“The Spirit of the Beehive” begins with a print of James Whale’s 1931 silver screen adaptation of “Frankenstein” being trucked into a small Spanish village for an evening’s entertainment. It is 1940, a year after the Spanish Civil War, and everybody’s living in a Franco world. The movie in the movie begins with Edward van Sloan’s famous introduction at the request of producer Carl Laemmle, warning audience members of the story they are about to see but advising “not to take it too seriously.” Ha! Try telling that to Ana (Ana Torrent), six years old and at that pre-adolescent stage where you are just becoming aware of the larger world but still prone to child’s view of it. In the story of Frankenstein’s monster, she intrinsically senses a kindred spirit, and when her older sister Isabel (Isabel Tellería) says she has seen Frankenstein’s monster lurking near a sheepfold in the middle of nowhere, Ana becomes shaken by the thought, going out to the remote shack with her sister and then by herself. It’s remarkable how director Victor Erice conjures that familiar youthful feeling of absolute inextricable fear and wonder in these moments from nothing more, really, than building it up in our minds by building it up in Ana’s mind, rendering how the imagination does all the work. And yet, something is out there, evinced in the footprint she finds, as Erice cagily, craftily sculpts a movie of awakening consciousness.
What affects Ana most from “Frankenstein” is the scene in which Maria, the farmer’s daughter, dies after Frankenstein throws her in the lake, thinking this small human being no different than the flowers the two of them had been innocently tossing in the water moments before. We never see the scene of her death, though, just the aftermath, and Ana appears not to have seen it either, asking her sister what happened to Maria. This, as many have noted in the years since, is likely because in the movie’s world, they were watching a censored version that removed the death scene. If it evokes life under a Fascist regime, never getting the full story, it also evokes the life of a six-year-old, of wanting to know more than you do, of not being told what you want to know for your own protection, or something to that effect. Indeed, Ana and Isabel’s parents are present in the movie but often feel far away, almost never sharing the same frame, or the same scene, attendant to their own interests and laments, and we hardly ever see either of them with Ana or Isabel, imbuing a sense of isolation that only underlines the former’s the search for Frankenstein’s monster in the sheepfold.

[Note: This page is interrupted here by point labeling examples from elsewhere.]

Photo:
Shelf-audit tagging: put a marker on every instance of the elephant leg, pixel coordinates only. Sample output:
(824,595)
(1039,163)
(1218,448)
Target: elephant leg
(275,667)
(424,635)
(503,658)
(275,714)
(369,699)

It's not the monster, though, as it turns out. It’s an injured Republican soldier, one whom Ana eventually discovers and helps as much as she can, but who eventually meets a grisly end. You can imagine this all slipping through the Franco censors because of that grisly end; he gets what he deserved! And yet, Erice is not even being all that subtle about it; he’s telling him what he thinks right to their face. By linking the spirit of Frankenstein’s monster with the Republican guard, Erice is essentially blessing his youthful protagonist with a revolutionary spirit, and by linking the anti-Franco faction with Frankenstein, he is also intertwining that sense of rebellion with cinema. Erice often deploys high-angled shots looking down on Ana, suggesting not just a child in a bigger world but someone looking up at a movie screen, quietly reinforcing the idea that sometimes, maybe, you should take these things seriously after all.